Das Schweizer FinTech CREALOGIX übernimmt die KI-Technologie von Koemei. Die Lösung des Schweizer Startups und Spin-offs des Forschungsinstituts IDIAP (Partner der Eidgenössischen Technischen Hochschule Lausanne EPFL) ermöglicht mithilfe von Machine Learning die automatisierte Umsetzung von Audio- und Videoinhalten in Textdaten für Analytics und die Optimierung.
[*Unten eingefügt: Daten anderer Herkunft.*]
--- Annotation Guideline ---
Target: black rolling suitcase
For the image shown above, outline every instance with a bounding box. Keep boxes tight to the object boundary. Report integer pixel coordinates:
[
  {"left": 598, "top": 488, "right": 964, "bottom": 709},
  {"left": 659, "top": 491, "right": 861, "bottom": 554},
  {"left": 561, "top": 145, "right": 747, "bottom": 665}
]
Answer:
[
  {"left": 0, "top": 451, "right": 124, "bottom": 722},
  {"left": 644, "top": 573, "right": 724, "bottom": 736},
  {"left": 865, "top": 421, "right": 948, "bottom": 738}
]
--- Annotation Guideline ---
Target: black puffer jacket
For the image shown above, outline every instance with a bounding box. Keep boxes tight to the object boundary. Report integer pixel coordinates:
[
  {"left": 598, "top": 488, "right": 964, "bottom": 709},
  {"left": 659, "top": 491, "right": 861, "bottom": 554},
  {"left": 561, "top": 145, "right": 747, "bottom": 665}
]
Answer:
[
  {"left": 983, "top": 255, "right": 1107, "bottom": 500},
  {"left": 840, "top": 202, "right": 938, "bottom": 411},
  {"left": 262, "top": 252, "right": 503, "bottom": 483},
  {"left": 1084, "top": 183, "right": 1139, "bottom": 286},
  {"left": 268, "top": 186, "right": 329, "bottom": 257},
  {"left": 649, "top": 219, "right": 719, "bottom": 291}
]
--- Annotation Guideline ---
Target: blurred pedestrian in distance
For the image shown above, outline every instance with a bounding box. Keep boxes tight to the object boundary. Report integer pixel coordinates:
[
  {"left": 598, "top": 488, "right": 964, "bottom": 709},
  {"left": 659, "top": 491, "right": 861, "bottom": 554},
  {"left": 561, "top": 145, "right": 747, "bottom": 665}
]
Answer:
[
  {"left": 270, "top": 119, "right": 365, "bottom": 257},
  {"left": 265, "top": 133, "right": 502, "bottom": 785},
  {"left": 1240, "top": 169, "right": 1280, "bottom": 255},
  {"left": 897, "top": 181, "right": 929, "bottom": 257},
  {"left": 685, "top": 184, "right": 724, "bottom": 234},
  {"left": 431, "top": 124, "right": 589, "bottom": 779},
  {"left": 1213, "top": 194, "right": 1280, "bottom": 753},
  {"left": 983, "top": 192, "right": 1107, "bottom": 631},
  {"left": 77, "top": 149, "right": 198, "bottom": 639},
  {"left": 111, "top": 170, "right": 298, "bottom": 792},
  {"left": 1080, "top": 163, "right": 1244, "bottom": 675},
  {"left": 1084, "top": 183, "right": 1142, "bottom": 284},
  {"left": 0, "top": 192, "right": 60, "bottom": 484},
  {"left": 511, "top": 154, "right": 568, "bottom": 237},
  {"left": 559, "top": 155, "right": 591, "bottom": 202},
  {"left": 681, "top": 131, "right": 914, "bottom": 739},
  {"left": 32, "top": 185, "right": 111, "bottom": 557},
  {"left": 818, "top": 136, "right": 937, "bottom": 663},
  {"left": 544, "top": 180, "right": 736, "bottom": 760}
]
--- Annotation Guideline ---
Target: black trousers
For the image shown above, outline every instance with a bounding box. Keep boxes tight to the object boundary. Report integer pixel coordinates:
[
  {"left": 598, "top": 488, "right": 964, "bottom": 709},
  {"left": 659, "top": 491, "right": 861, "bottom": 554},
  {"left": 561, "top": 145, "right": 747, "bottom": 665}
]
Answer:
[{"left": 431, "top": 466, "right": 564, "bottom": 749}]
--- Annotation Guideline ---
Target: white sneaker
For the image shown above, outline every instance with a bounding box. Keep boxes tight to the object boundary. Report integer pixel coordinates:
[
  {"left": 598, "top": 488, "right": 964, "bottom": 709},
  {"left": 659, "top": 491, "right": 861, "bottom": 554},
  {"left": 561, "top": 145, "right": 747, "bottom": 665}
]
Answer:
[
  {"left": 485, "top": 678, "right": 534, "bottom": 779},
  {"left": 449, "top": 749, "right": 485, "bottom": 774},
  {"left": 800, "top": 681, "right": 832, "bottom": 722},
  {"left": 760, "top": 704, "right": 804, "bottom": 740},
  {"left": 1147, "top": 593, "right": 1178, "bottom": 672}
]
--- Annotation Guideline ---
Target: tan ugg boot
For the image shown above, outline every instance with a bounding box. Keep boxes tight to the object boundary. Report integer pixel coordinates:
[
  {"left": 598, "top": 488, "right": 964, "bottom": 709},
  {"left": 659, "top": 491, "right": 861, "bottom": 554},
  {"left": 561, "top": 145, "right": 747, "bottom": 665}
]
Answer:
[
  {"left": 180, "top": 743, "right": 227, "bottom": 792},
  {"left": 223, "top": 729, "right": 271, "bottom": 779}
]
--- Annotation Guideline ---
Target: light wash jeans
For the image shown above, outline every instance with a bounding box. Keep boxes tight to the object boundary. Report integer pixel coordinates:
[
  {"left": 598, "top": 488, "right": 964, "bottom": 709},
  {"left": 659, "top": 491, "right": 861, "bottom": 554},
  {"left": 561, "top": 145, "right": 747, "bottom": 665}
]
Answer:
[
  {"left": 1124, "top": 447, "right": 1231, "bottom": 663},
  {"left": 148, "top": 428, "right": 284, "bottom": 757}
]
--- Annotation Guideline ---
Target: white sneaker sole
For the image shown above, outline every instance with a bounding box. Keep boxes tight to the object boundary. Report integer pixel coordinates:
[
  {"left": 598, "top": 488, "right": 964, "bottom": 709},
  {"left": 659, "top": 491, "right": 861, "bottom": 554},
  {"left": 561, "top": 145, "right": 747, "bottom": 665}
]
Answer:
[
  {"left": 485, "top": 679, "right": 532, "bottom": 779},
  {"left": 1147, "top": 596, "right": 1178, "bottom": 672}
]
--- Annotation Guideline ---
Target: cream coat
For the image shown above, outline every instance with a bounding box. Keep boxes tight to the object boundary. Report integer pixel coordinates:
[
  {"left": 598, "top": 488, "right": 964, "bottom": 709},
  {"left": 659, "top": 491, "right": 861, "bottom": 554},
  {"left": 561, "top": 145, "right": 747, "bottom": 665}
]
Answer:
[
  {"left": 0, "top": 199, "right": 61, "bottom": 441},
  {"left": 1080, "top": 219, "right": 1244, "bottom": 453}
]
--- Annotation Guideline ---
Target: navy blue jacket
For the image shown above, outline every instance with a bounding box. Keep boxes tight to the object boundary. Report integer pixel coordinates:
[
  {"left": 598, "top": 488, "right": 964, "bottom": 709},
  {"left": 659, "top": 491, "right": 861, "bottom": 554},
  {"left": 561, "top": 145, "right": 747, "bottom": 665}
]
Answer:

Künstliche Intelligenz in der Bild- und Spracherkennung

 

Dadurch erleichtert sie insbesondere die Verwertung multimedialer Inhalte. Datenkategorien, die in Zukunft massiv wachsen und deren Analyse heute bei Unternehmen noch stark vernachlässigt werden, können so effizient genutzt werden. Der Digital Banking und Digital Learning Spezialist will mit diesen AI-Funktionen sein bestehendes digitales Produkteportfolio ergänzen.

 

Koemei entwickelte eine skalierbare Plattform im Umgang mit großen multimedia Datensätzen, zur medienübergreifenden Suche und Analytics von Audio- und Videoinhalten. 

 

Mit dieser Integration können die ständig wachsenden Datenmengen für die Benutzer schnell verwendbar gemacht werden. Die Lösung von Koemei erreicht laut der Pressemitteilung von CREALOGIX eine der weltweit besten Erkennungsqualitäten bei der Inhaltsanalyse von Audibles, Podcasts und Videos.

 

Automated Speech and Image Recognition 

 

Die Inhalte werden hierfür über Automated Speech Recognition (ASR), also der automatisierten Spracherkennung, in Texte umgewandelt. Anschließend werden mit Artificial Intelligence (AI) Tools und Natural Language Processing (NLP) die Texte analysiert und die Inhalte gemäss vordefinierten Taxonomien und Themen automatisch klassifiziert - unter der Gewährleistung der Datensicherheit.

 

In den Videos werden spezifische Schlüsselbegriffe automatisch erkannt und mit Tags versehen. Nutzer können dank diesen die für sie relevanten Aussagen in jedem Video finden und direkt dort hinspringen.

 

Dies steigert laut dem FinTech den Wert von Video- und Audio-Content und spart Zeit bei der Recherche. Die Universität Genf hat so bereits über 5'000 Stunden Vorlesungen mit der Technologie in benutzerfreundlicher Weise aufbereitet und diese nahtlos mit der Suche von Textdokumenten integriert. Das Unternehmen passt die Funktionen mit Konzeptsuche, Inhaltsanalytics und Statistiken den spezifischen Anforderungen an.